コロナ禍で外出制限が続き、観光業者も軒並み事業の自粛が続いています。このような状況では旅に出たくても出られない、また、出ようという気持ちも半減してしまいます。

一方で、このような状況に追い込まれたからこそ、それをチャンスととらえて新しいサービスに乗り出す人がたくさんいることも事実です。

最近では、「リモート宿泊」を開催している和歌山県、那智勝浦のゲストハウスがニュースに取り上げられているのを目にしました。
これは、リモートで現地の宿泊・観光体験を「疑似体験」できるというもの。

リモートでチェックイン後、同日に予約をした他の旅人とリモートでつながり、ゲストハウスのオーナーも交えて交流を深めつつ、オーナーさんから現地の観光情報やゲストハウスの中をバーチャルツアーしてもらうというのが主な内容です。

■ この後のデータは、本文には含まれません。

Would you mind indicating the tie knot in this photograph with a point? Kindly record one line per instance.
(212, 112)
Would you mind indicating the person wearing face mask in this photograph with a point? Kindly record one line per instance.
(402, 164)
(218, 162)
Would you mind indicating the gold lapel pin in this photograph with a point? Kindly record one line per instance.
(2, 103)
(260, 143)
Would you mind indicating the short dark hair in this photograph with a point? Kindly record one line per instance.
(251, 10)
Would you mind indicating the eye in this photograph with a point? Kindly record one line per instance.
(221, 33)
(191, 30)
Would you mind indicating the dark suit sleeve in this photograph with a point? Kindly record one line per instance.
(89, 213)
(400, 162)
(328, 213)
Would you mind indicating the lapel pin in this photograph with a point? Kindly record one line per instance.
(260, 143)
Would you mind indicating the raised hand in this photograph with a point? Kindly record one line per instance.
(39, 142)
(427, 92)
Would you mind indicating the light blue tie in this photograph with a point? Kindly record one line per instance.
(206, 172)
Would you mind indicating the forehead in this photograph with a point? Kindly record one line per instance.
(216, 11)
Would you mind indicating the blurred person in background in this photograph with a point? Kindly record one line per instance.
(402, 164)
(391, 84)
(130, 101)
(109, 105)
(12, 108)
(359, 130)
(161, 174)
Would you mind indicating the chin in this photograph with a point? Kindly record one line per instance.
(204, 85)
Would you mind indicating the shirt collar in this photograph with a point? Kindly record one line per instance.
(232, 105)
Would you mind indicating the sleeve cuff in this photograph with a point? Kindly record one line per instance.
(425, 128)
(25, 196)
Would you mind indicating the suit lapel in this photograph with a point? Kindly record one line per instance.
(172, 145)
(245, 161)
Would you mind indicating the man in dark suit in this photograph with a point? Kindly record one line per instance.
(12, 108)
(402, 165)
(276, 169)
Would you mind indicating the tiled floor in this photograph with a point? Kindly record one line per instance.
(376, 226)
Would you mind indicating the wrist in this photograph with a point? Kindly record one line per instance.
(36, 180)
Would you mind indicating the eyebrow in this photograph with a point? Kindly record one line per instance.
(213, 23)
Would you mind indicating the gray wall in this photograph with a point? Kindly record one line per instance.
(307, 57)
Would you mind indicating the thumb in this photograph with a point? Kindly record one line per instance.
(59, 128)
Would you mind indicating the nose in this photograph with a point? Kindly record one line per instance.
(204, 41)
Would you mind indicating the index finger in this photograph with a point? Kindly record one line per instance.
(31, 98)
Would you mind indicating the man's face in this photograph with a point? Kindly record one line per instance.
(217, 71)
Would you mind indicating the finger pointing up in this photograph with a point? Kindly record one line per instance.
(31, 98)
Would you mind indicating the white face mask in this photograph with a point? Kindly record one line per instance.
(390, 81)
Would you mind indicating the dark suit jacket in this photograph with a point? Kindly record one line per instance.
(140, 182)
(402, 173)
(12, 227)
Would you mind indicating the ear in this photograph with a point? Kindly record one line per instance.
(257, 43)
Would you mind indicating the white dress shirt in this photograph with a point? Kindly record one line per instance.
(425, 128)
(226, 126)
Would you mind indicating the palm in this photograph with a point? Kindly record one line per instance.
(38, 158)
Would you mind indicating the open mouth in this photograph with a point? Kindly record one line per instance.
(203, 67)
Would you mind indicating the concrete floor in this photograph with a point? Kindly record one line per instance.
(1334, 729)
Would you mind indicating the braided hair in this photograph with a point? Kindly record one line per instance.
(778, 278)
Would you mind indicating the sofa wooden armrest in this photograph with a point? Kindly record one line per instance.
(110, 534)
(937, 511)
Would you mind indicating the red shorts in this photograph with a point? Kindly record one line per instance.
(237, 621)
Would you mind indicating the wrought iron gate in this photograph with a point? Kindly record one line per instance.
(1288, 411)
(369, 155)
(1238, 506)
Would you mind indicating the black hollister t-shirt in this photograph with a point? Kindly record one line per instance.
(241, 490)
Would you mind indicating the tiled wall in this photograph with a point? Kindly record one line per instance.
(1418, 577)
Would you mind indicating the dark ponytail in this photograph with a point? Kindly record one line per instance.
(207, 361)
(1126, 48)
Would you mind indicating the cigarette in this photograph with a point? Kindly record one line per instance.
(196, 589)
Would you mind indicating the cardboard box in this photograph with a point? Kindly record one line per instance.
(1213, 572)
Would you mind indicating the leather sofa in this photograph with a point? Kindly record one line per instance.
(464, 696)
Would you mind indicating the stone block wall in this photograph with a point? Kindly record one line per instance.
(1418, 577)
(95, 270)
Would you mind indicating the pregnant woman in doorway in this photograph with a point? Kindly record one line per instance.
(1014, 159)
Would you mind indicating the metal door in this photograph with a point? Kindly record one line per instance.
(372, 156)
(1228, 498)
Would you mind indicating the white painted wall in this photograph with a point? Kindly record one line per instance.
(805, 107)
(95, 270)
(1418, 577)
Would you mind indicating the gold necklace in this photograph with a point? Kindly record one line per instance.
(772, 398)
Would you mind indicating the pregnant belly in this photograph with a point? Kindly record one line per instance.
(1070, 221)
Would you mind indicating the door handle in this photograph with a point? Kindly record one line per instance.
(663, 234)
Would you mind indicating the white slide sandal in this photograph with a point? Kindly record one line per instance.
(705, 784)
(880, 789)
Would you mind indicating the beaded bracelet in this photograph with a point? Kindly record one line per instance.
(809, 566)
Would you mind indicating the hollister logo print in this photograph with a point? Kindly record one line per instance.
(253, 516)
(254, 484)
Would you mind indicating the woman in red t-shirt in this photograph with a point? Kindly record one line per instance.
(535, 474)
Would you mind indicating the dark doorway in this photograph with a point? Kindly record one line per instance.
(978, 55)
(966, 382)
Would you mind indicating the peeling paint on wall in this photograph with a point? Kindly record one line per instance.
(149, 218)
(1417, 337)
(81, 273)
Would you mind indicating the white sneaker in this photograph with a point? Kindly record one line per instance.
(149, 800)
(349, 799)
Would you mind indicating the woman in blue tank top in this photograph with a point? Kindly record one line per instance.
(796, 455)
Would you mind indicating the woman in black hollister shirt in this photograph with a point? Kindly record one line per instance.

参加された人からは、「コロナ後に改めて旅で訪れてみたくなった」という感想が多かったのが印象的でした。

ITやAR/VR技術、さらに今年からは5Gサービスも開始されるなど、今後はますます「家に居ながらの旅行体験」というものが一般的になってくることは間違いありません。

コロナ禍で人気のもう1つのトレンドとして、「お取り寄せ」サービスの広がりがあります。
これまでふるさと納税やオンラインショッピング、実店舗では各都道府県のアンテナショップなどで気軽に日本各地の特産品を楽しめることはありましたが、コロナ禍により、地元の名店、レストランなど、さらに「お取り寄せ」できるサービスが増加しました。
まさに旅行に行かずとも、旅行先の美味しいグルメも味わうことができるというわけです。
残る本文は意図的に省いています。